The more packaging types that can be filled and closed on a single machine, the more space-saving it is for users. This is possible thanks to new combination (combi-) machines for flexibly processing various types of primary packaging. By integrating both filling and capping station in a single unit, there is no need for a second machine (Figure 3). Furthermore, compatibility with various filling systems is a prerequisite for new filling and closing machines. In this regard, combi-filling stations, which can be easily reconfigured to accommodate a diverse array of filling systems without taking up more space, have quickly proven their value. They allow pharmaceutical manufacturers to adapt filling processes to their respective medications and packaging types, whilst ensuring that all filling systems are in the sterile area.

Figure 3: Combination machine for filling and stoppering syringes, vials and cartridges. (© Bosch)

HIGHER EFFICIENCY, MORE INDIVIDUALISATION

Given how costly biopharmaceutical drugs are, efficient filling methods are a priority. The key is to keep product loss to an absolute minimum, and the latest filling technologies deliver almost complete product yield. Here, above all, the focus is on the start-up and emptying process steps. A statistical or 100% IPC during production ensures that all containers leave the machine with exactly the desired amount of liquid.

Figure 4: Fully automated robotic filling of syringes. (© Bosch/AbbVie)

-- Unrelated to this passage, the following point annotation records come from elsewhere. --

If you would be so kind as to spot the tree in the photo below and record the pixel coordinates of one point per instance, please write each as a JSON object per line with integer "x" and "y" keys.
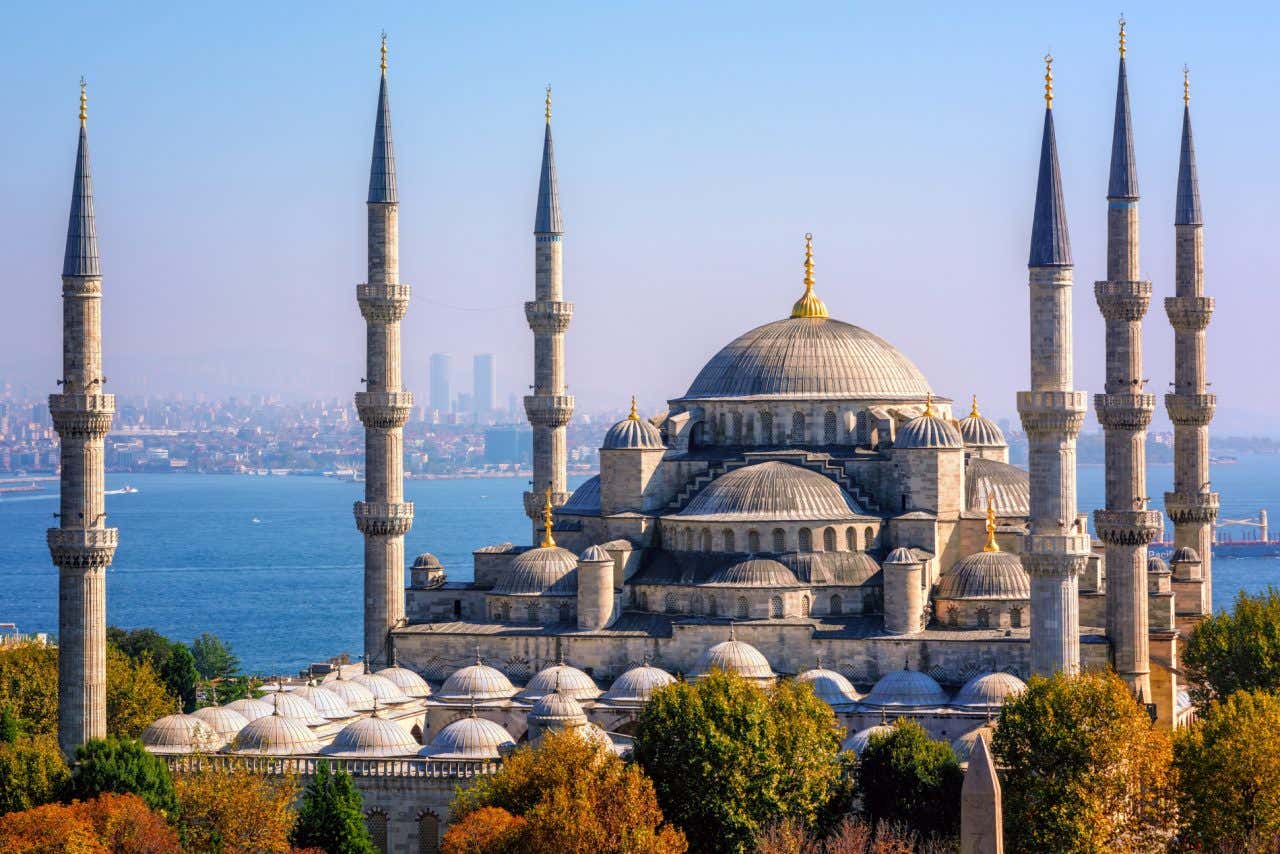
{"x": 332, "y": 814}
{"x": 1086, "y": 770}
{"x": 1235, "y": 651}
{"x": 122, "y": 766}
{"x": 728, "y": 758}
{"x": 906, "y": 777}
{"x": 214, "y": 658}
{"x": 1229, "y": 763}
{"x": 572, "y": 797}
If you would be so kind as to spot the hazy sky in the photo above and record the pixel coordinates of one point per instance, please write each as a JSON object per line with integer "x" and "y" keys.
{"x": 695, "y": 145}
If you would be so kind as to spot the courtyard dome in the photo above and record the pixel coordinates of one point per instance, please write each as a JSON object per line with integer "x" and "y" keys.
{"x": 809, "y": 359}
{"x": 275, "y": 735}
{"x": 986, "y": 575}
{"x": 371, "y": 736}
{"x": 638, "y": 684}
{"x": 906, "y": 689}
{"x": 755, "y": 572}
{"x": 540, "y": 571}
{"x": 772, "y": 492}
{"x": 987, "y": 693}
{"x": 181, "y": 734}
{"x": 470, "y": 738}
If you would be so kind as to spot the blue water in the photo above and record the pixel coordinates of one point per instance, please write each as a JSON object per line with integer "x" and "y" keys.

In light of individualisation of products being the current industry trend, more customer specific, flexible solutions are also taking on a new importance. Clinical studies in particular require the highest possible flexibility in a very compact space, which can be achieved by combining manual, partly and fully automated processes, together with different packaging types. In this case, the infeed can be either manual or semiautomated so as to accommodate the new variety of packaging types, especially with regard to the outer packaging, and in turn the filling would be fully automated. To ensure that the individual work steps can be adapted to future types of packaging, the use of robots is advisable, be it for transporting packages from one station to the next or even for filling (Figure 4). Adding a reserve station at some point in the future is also worth considering.

COMPLETE LINE CONCEPTS

What pharmaceutical producers expect from their systems or lines can vary considerably, depending on their respective therapeutic area, region or company size. Yet they all share a focus on ensuring the best possible protection for the product and their machine operators. Accordingly, new filling and closing machines are, as a rule, characterised by a high degree of automation and equipped with either RABS or isolators. When they are used with upstream automatic tub and bag openers, and in combination with downstream process steps like inspection, plungerrod insertion and labelling, the result is a complete filling and closing line – and in the near future, not just for prefilled syringes, but increasingly for other pre-sterilised containers too.